A name behind Anonymous — “Mr. IP” — speaks out

Michael Fitzgerald By Michael Fitzgerald

Are you anonymous? The Guy Fawkes mask in action in Zurich. (Reuters/Arnd Wiegmann)

Are the most powerful people in the world shadowy figures from the computer underworld whose only location is an IP address?

It sounds like something Neal Stephenson or Vernor Vinge would use as a plot element, but a self-proclaimed leader of the hacking group Anonymous told a reporter for the Montreal Gazette that it’s absolutely true. Of course, Christopher Doyon, AKA Commander X, appears to be homeless and is a fugitive from American justice who skipped bail in the U.S. after being arrested last September. Anonymous itself happens to have suffered significant arrests in 2011  and more recently.

Still, Doyon told the Gazette: 

there’s a really good argument at this point that we might well be the most powerful organization on Earth. The entire world right now is run by information. Our entire world is being controlled and operated by tiny invisible 1s and 0s that are flashing through the air and flashing through the wires around us. So if that’s what controls our world, ask yourself who controls the 1s and the 0s? It’s the geeks and computer hackers of the world.

Doyon also said that Anonymous has 50,000 members, and has access to every U.S. government database.

Anonymous is prone to bold claims, and Doyon himself likes to be dramatic. He wore a Guy Fawkes mask to the interview, though mugshots from his arraignment in Santa Cruz, California, have been available online since last year. He traveled via a modern-day hacker Underground Railroad to get to Canada, apparently to a safe house somewhere near Montreal.

Doyon disputed that he was a terrorist, unless of course you’re in “the one percent.” He says ordinary people have no reason to fear Anonymous. But the powerful do. Perhaps. A companion piece in the Gazette  charts the rise of “hacktivism”  and points out that despite its cyber prowess Anonymous is limited in making change happen.

Doyon acknowledges that he himself is in a tight space. He says Canada won’t let him stay permanently, and he is trying to negotiate asylum in an unnamed European nation. Apparently, he can’t just hack in and create what he needs to travel freely to other places.

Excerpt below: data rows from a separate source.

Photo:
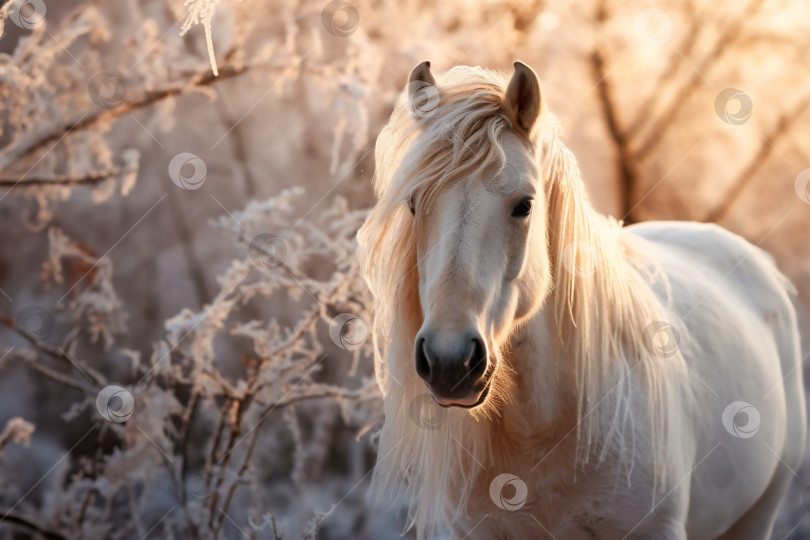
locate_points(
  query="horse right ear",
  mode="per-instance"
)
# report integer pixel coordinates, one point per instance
(420, 74)
(522, 102)
(423, 95)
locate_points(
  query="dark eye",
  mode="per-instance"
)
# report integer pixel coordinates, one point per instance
(522, 209)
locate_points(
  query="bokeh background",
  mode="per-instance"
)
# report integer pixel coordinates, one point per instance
(183, 326)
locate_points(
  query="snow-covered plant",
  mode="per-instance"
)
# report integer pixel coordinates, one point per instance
(188, 436)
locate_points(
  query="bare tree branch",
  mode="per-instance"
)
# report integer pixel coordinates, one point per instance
(658, 126)
(782, 127)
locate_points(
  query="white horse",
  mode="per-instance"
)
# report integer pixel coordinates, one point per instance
(595, 381)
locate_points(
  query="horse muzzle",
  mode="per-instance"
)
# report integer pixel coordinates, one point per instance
(454, 366)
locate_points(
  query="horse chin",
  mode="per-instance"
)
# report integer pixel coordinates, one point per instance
(465, 403)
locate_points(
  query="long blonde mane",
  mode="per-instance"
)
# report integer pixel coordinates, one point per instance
(599, 318)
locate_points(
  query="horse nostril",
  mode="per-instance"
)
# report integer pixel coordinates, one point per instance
(422, 361)
(478, 358)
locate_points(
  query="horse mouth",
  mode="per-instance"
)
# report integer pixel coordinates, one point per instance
(467, 403)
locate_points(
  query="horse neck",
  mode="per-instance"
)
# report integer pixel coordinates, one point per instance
(542, 404)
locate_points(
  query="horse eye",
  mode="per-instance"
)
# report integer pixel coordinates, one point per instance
(522, 209)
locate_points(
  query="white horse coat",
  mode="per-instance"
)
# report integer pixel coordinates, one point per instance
(633, 382)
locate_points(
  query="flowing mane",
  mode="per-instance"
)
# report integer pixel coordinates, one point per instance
(600, 316)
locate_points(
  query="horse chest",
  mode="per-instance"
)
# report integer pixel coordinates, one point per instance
(558, 504)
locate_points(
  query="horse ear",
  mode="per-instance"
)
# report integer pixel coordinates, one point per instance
(422, 76)
(522, 101)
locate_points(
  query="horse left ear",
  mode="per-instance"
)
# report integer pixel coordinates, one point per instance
(522, 100)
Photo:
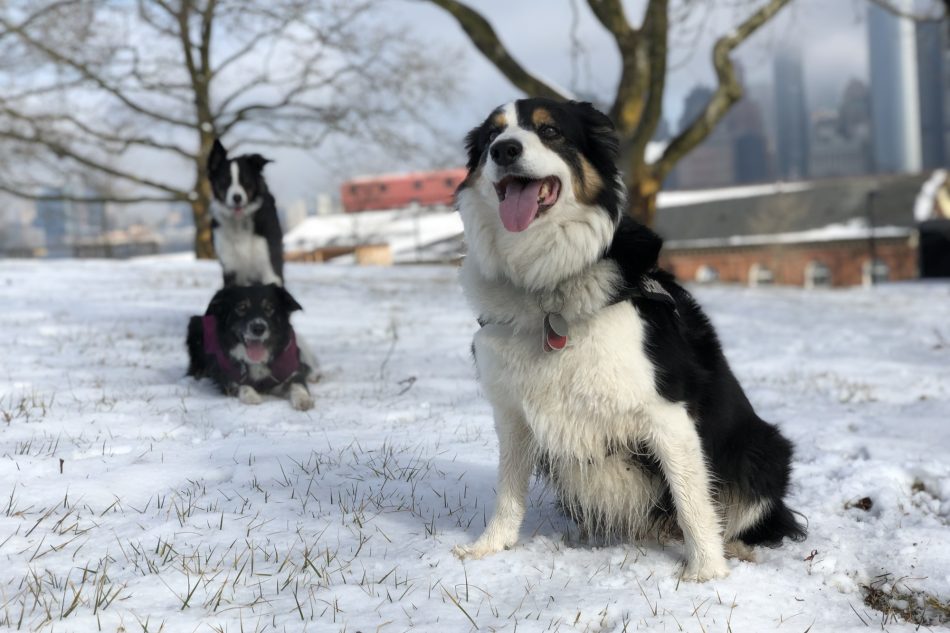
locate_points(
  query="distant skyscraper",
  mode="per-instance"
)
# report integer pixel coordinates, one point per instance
(931, 44)
(791, 118)
(744, 125)
(52, 219)
(695, 103)
(895, 103)
(710, 164)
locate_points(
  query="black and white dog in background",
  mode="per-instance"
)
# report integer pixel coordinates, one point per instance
(245, 344)
(245, 226)
(601, 370)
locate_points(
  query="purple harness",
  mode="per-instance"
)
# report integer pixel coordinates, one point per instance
(281, 368)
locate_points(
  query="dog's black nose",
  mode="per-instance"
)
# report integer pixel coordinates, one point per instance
(506, 152)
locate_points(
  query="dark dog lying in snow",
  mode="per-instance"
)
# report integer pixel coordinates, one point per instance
(246, 345)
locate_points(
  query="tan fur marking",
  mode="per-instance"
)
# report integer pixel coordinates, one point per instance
(589, 184)
(541, 117)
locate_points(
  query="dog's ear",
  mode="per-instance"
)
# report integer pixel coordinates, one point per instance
(217, 157)
(474, 148)
(600, 128)
(257, 162)
(286, 299)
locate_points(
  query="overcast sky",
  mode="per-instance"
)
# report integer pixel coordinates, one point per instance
(832, 34)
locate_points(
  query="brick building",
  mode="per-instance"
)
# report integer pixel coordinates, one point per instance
(817, 233)
(396, 191)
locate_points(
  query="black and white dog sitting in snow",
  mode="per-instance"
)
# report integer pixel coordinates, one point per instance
(246, 345)
(245, 227)
(601, 370)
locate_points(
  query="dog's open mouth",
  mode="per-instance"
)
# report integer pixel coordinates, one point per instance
(256, 350)
(521, 200)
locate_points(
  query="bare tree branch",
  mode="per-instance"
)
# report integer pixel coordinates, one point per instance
(484, 38)
(119, 83)
(727, 93)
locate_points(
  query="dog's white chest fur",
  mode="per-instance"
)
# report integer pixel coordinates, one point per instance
(243, 253)
(581, 400)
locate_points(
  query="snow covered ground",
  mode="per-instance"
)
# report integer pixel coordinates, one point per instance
(134, 499)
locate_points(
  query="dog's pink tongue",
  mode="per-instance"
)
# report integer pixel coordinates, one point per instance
(520, 206)
(256, 351)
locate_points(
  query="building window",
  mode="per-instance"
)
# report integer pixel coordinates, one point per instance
(760, 275)
(875, 273)
(707, 274)
(817, 275)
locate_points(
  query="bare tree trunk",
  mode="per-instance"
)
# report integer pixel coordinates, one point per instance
(638, 102)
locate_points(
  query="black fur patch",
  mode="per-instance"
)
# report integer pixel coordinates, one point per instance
(264, 221)
(579, 130)
(234, 308)
(749, 458)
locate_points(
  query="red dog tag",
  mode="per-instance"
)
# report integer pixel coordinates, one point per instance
(554, 338)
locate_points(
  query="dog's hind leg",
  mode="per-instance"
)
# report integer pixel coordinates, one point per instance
(515, 464)
(677, 446)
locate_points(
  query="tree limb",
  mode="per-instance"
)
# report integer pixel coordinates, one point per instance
(484, 38)
(655, 32)
(727, 93)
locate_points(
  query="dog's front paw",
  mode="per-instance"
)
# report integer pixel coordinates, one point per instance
(740, 551)
(701, 569)
(300, 398)
(473, 551)
(248, 395)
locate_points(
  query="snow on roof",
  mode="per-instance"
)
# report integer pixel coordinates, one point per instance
(853, 229)
(683, 198)
(925, 203)
(407, 231)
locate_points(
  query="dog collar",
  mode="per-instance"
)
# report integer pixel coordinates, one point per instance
(555, 328)
(281, 368)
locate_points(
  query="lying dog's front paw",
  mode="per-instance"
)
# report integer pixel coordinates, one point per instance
(248, 395)
(300, 398)
(472, 551)
(706, 569)
(479, 549)
(741, 551)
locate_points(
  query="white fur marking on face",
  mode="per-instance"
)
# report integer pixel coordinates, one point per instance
(235, 187)
(242, 252)
(566, 239)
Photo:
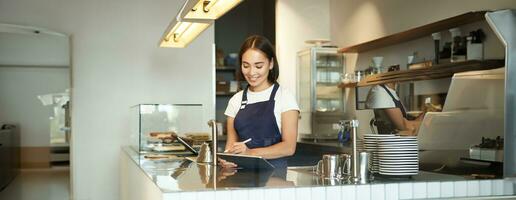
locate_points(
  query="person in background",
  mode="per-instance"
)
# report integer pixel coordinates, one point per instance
(264, 113)
(390, 115)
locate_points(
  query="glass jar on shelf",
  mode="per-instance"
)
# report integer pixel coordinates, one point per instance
(359, 75)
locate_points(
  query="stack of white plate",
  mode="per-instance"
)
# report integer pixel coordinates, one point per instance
(371, 145)
(392, 155)
(398, 156)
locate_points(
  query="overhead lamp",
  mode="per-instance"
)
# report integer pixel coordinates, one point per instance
(194, 17)
(207, 9)
(180, 33)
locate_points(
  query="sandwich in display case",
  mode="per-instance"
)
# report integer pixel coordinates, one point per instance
(157, 127)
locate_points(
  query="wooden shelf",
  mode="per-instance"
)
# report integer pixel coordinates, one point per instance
(418, 32)
(347, 85)
(434, 72)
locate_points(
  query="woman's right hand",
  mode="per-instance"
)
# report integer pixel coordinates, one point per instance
(226, 164)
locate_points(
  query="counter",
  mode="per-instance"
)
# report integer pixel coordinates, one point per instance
(182, 178)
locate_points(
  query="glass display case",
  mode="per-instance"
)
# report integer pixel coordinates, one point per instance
(320, 100)
(157, 126)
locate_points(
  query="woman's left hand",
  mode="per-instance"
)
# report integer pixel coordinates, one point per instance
(237, 148)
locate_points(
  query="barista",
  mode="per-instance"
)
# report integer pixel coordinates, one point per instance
(390, 114)
(264, 114)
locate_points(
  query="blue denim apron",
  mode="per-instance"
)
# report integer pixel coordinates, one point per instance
(387, 127)
(257, 121)
(397, 103)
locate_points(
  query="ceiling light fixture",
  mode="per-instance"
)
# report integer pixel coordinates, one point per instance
(207, 9)
(194, 17)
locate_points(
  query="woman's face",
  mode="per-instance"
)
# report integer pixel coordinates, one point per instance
(255, 68)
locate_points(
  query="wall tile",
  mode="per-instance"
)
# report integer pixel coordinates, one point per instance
(348, 192)
(497, 187)
(318, 193)
(188, 195)
(363, 192)
(391, 191)
(222, 195)
(271, 194)
(433, 189)
(473, 188)
(508, 186)
(485, 187)
(172, 195)
(254, 194)
(206, 195)
(378, 191)
(405, 191)
(419, 190)
(287, 193)
(304, 193)
(239, 194)
(333, 192)
(447, 189)
(460, 188)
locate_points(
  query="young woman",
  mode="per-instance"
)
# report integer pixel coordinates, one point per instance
(264, 112)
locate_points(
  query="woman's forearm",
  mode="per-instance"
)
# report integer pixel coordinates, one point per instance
(277, 150)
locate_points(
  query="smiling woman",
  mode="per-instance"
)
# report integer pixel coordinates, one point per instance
(263, 112)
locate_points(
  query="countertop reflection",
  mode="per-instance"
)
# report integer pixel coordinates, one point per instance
(183, 174)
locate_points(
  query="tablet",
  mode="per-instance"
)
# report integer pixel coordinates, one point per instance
(246, 161)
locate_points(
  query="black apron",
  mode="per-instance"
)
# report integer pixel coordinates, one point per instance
(257, 121)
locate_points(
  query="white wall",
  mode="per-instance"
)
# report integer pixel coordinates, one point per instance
(296, 22)
(117, 63)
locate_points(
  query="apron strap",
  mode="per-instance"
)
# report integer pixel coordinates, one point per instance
(396, 102)
(274, 90)
(244, 98)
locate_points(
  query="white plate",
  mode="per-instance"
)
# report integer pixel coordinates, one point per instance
(398, 161)
(409, 156)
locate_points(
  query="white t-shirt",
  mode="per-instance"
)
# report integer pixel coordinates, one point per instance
(283, 101)
(379, 98)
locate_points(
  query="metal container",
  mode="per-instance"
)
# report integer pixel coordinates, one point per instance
(329, 166)
(363, 174)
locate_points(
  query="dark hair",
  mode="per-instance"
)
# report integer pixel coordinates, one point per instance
(261, 43)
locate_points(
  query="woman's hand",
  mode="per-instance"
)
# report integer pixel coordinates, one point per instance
(226, 172)
(237, 148)
(226, 164)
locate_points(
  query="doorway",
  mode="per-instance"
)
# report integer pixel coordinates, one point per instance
(35, 82)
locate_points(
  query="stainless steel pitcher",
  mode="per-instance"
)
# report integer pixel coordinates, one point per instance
(329, 166)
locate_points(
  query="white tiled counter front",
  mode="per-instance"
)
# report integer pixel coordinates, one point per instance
(140, 183)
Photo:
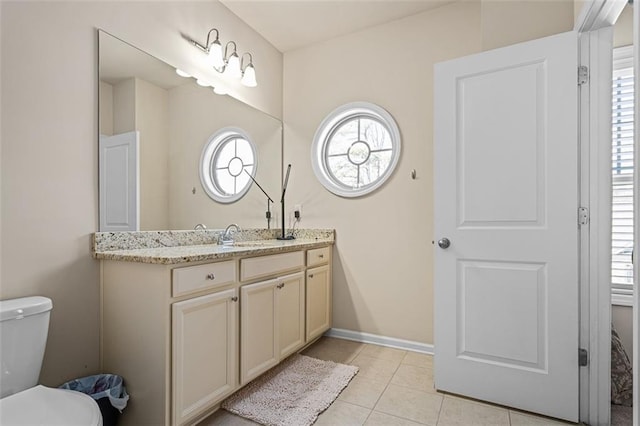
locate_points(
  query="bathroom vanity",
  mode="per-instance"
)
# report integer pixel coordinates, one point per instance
(188, 325)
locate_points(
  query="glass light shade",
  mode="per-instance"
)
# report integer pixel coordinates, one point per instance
(220, 90)
(249, 76)
(232, 69)
(182, 73)
(215, 54)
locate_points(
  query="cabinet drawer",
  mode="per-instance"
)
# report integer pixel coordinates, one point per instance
(318, 256)
(203, 277)
(257, 267)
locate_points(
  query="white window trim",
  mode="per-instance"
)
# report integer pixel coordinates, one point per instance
(326, 128)
(622, 58)
(209, 154)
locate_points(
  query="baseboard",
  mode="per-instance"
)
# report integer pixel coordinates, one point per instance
(391, 342)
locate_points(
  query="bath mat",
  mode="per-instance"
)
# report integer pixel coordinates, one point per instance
(293, 393)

Gawker took Anonymous and Doyon to task in its own interview with the 47-year-old hacktivist, in which he claims to be the Supreme Commander of the Peoples Liberation Front, a long-running hackers initiative.

As Gawker puts it:

With memories of otheroutlandishly false claims previously made by Anonymous, we asked Commander X for some more details. Over Skype he spoke about the database claim and fleeing the U.S., from his outpost at a Canadian coffee shop. With nothing but Commander X’s word, you can judge for yourself.

Whether or not you buy Doyon’s claims, the interview does raise some important questions: Can disclosing information be a form of terror? Who should control data about individuals? What does the public deserve to know about what its government is doing? Do databases represent the balance of power in the modern world? Can a loose group of geeks (let’s call them information anarchists) really hold an axe over the head of the powerful and mighty, a modern-day mouse that roars? Or, like that piece of satire, is Doyon just spinning a story he — and Anonymous — wishes were true?